Independent Samples: This design involves comparing groups that are entirely separate from one another, such as a control group versus an experimental group. The choice of test (e.g., Independent t-test) assumes no relationship between the individuals in the groups.
Related (Paired) Samples: This occurs when the same subjects are measured twice (e.g., pre-test and post-test) or when subjects are matched based on specific characteristics. Tests like the Paired t-test or Wilcoxon Signed-Rank test account for the correlation between these measurements.
Number of Groups: The choice between a t-test and an ANOVA depends on whether you are comparing exactly two groups or more than two groups.

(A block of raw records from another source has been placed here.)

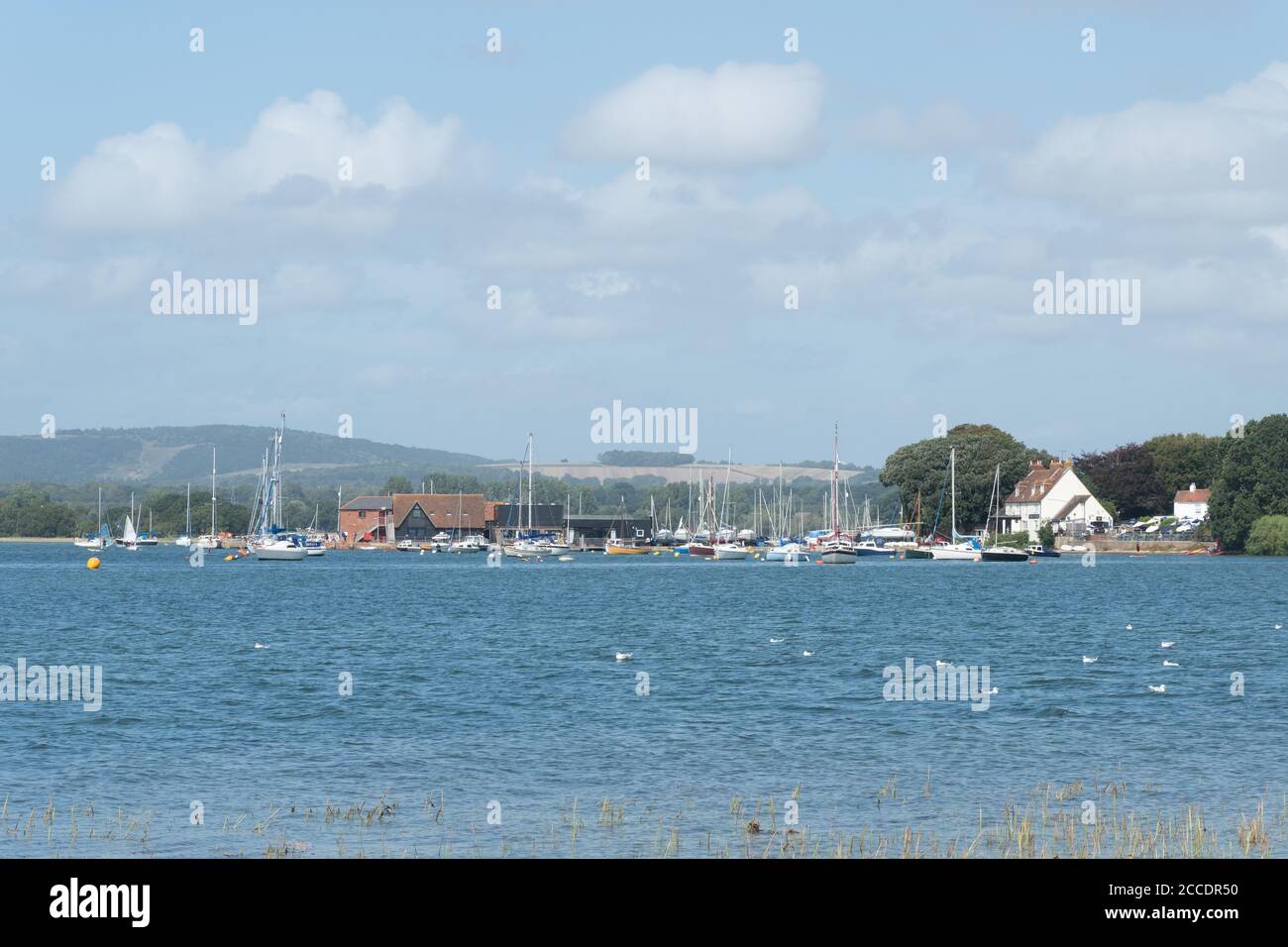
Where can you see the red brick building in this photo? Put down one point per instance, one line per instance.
(416, 517)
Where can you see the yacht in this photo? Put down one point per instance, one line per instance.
(729, 551)
(837, 549)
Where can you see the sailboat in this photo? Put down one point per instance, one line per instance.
(103, 538)
(996, 553)
(266, 536)
(726, 547)
(662, 535)
(838, 548)
(185, 540)
(622, 547)
(464, 544)
(147, 539)
(129, 538)
(211, 539)
(524, 547)
(699, 541)
(314, 539)
(960, 548)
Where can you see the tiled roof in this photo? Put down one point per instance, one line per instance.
(445, 510)
(1037, 482)
(370, 502)
(1073, 501)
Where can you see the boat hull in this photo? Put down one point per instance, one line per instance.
(730, 553)
(954, 554)
(625, 551)
(284, 554)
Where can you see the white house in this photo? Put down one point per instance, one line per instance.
(1190, 502)
(1052, 495)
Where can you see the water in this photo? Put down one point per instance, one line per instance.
(484, 685)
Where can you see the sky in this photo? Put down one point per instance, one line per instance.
(496, 261)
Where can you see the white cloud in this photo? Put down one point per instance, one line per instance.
(1140, 158)
(737, 116)
(159, 178)
(606, 282)
(936, 128)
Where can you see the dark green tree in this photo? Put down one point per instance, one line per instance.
(980, 447)
(1125, 478)
(1252, 480)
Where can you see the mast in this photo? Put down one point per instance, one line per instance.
(952, 468)
(529, 484)
(836, 476)
(213, 497)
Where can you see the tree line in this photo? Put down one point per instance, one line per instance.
(1245, 470)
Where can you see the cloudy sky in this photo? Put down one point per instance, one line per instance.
(767, 169)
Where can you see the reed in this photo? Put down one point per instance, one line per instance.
(1050, 821)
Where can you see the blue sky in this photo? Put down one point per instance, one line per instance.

ANOVA is used for three or more groups to prevent the inflation of the family-wise error rate.
| Feature | Parametric Tests | Non-Parametric Tests |
|---|---|---|
| Data Type | Interval or Ratio | Nominal or Ordinal |
| Distribution | Assumes Normality | Distribution-free |
| Variance | Assumes Homogeneity | No variance assumption |
| Central Tendency | Compares Means | Compares Medians/Ranks |
| Power | Higher (more sensitive) | Lower (less sensitive) |
Statistical Power: Parametric tests are generally more powerful, meaning they are more likely to detect a significant effect if one truly exists. However, using them when assumptions are violated can lead to misleading results.

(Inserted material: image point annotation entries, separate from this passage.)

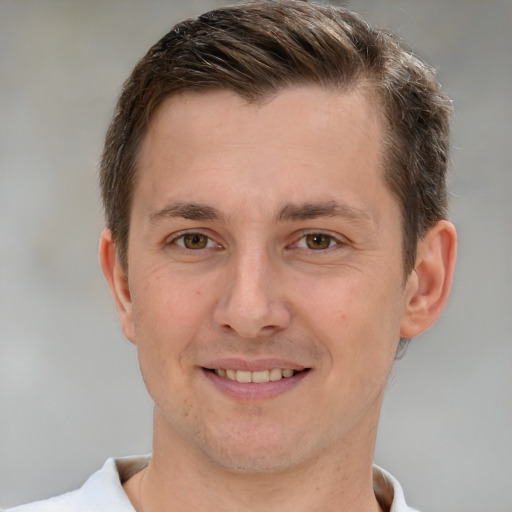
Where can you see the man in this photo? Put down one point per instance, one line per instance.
(274, 188)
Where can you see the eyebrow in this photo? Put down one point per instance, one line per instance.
(290, 212)
(297, 212)
(190, 211)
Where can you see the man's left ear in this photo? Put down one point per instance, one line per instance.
(428, 286)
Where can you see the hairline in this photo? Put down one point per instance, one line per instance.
(360, 83)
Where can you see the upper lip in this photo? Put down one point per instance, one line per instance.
(255, 365)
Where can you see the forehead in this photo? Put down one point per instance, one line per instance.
(302, 140)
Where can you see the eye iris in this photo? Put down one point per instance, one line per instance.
(318, 241)
(195, 241)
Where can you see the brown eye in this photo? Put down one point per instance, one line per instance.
(318, 241)
(195, 241)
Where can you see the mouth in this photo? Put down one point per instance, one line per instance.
(256, 377)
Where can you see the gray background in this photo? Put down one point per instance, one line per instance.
(70, 394)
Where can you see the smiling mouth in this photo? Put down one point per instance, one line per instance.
(258, 377)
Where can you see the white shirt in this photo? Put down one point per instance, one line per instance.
(103, 491)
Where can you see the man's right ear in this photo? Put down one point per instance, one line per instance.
(118, 282)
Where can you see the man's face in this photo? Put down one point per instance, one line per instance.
(263, 243)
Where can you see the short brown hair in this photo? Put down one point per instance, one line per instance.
(259, 48)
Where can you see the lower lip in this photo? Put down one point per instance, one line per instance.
(255, 391)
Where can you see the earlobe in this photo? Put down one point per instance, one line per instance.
(429, 284)
(118, 282)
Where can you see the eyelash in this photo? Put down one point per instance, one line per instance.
(210, 243)
(332, 241)
(301, 243)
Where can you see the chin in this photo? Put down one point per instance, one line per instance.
(255, 452)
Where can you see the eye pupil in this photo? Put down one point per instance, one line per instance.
(195, 241)
(318, 241)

Robustness: Non-parametric tests are more robust against outliers and extreme scores because they use the rank-order of data rather than the raw values.
Identify the Variable Type: Always start by determining if the dependent variable is categorical (nominal/ordinal) or continuous (interval/ratio). This immediately narrows the field of possible tests.
Check for 'Relatedness': Look for keywords like 'repeated measures', 'matched pairs', or 'before and after' to identify related samples. If these are absent, assume independent samples.
Verify Assumptions: If the problem mentions 'skewed data' or 'small sample size', lean toward non-parametric tests. If it mentions 'normally distributed' or 'equal variances', use parametric tests.
Count the Groups: Distinguish between comparing two groups (t-tests) and comparing three or more groups (ANOVA or Kruskal-Wallis).
Ignoring the Level of Measurement: A common error is performing a t-test on ordinal data (like a 1-5 ranking). While common in some fields, it technically violates the assumption that the intervals between ranks are equal.
Misinterpreting the Central Limit Theorem: Students often assume that any large sample is 'normal'. While the sampling distribution of the mean becomes normal, the underlying data distribution may still be skewed, which might still necessitate non-parametric methods for certain analyses.
Multiple T-tests: Running multiple t-tests to compare three groups instead of using one ANOVA increases the probability of a Type I Error (false positive).